The optimisation for 256-bit vector instructions is similar, but we have to do 2-chacha blocks at a time. This is possible because the two chacha20 blocks differ only by a counter and can be done in parallel.

With the above optimisations I wrote two versions, one using the 128-bit vector the other using 256-bit version using the support for vector types in GCC. Again the implementation was delightfully simple, in fact in many ways much simpler than the portable one because now we can use vector types. The result of these optimisations were not very impressive though.

1. The performance of 128-bit vector version as compared to the portable version does not improve at all (actually it is slightly worse) instead of the expected 2x improvement.

2. The performance of 256-bit version with avx2 is better than the portable one by roughly a factor of 2x where as the naive expectations are a 4x improvement1.

I did look at the generate assembly and the code looked much like what was expected. The 128-bit code was using `%xmm` registers as expected and the 256-bit version was using the `%ymm` registers.

## Letting the beast loose.

Cabal install and stack compiles C code with `-O2`. Just to see what has GCC got under its hood, I compiled stuff with the flags `-O3` and what a surprise/shock I had. The portable C started competing with the 256-bit implementation. The generated assembly had the SIMD registers in it. Encouraged, I decided to throw in the `-march=native` and the figures blew me off. The portable C implementation was giving me an insane 14.4 Gbps where as the 256-bit one was only giving me 9.55Gbps.

## Final tweaking and Cabal flags.

I can make two assumptions on the the message blocks because they are used only through FFI. Firstly, I can assume that the message block is 32-byte (256-bit) aligned by making sure that the Haskell stub function only passes 32-byte aligned buffers to the portable C implementation. Implementations of primitives in Raaz are instances of the `BlockAlgorithm` class. All I need to do is to ensure is that `bufferStartAlignment` is 32 for portable C implementation as opposed to word alignment.

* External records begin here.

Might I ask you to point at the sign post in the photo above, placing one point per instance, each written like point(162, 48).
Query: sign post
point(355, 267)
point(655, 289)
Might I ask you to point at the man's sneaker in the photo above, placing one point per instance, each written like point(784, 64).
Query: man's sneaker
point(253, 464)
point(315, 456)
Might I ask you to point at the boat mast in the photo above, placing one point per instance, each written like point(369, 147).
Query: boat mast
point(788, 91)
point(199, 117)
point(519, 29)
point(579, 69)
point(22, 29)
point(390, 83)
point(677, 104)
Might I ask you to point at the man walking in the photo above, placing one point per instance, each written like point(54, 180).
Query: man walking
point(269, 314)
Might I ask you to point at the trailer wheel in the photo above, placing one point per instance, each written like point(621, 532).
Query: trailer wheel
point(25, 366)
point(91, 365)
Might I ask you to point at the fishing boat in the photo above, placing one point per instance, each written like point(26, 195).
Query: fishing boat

I can also assume that the pointer is not aliased. This two tweaks gives only minor improvements and need not be included at all.

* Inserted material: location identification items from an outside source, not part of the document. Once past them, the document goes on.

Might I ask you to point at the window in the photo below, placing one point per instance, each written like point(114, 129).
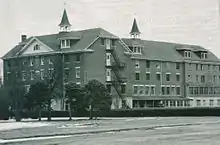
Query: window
point(172, 103)
point(191, 90)
point(123, 88)
point(113, 42)
point(108, 86)
point(202, 78)
point(168, 77)
point(204, 55)
point(197, 78)
point(177, 65)
point(214, 78)
point(198, 102)
point(163, 90)
point(147, 76)
point(187, 54)
point(141, 90)
point(50, 72)
point(177, 77)
point(42, 74)
point(77, 72)
point(206, 90)
point(137, 64)
point(32, 75)
point(36, 47)
point(65, 43)
point(23, 76)
point(42, 60)
point(218, 102)
point(190, 66)
point(27, 88)
point(201, 90)
point(50, 60)
point(102, 41)
point(158, 76)
point(137, 76)
point(211, 102)
point(173, 90)
point(147, 90)
point(78, 57)
point(66, 74)
point(31, 61)
point(178, 90)
point(168, 90)
point(135, 90)
point(147, 64)
point(201, 66)
point(152, 90)
point(66, 58)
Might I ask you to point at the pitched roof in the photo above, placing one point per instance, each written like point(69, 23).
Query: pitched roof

The final performance figures are available at:

https://gist.github.com/piyush-kurur/93955e669ab72a51996590bfc106677d

The cabal package now has two flags `opt-native` and `opt-vectorise` which results in adding the flags `-O2 -ftree-vectorize -march=native`. These are not enabled by default but can be enabled if you are compiling for yourself. With these changes there is no more a need for the vector implementations. I am keeping it for historical records.

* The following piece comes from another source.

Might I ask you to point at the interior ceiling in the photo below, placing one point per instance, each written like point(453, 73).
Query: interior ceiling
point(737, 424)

## Who should not enable the above flags?

If you are cross compiling, for example, when you are compiling the code for packaging for a distro, it is not advisable to enable these flags. Note that the native in this case would mean the machine on which it is compiled and not on the one where it is run. There is not much of an advantage in the hand coded vector implementation either because one cannot make assumptions on the target.

If you know that your target machine supports vector instructions, you can vectorise with `-O2 -ftree-vectorize`. Throw in an `-mavx2`, if you are sure of its supported on the target, and get most of the performance described above. This would be the use case when you are compiling on your local machine but deploying on the cloud for example.

Update: I got rid of the `restrict` key word in the portable c file because not all GCC versions seem to be familiar with it.

1. The naive expectation will not hold because of some vector overheads.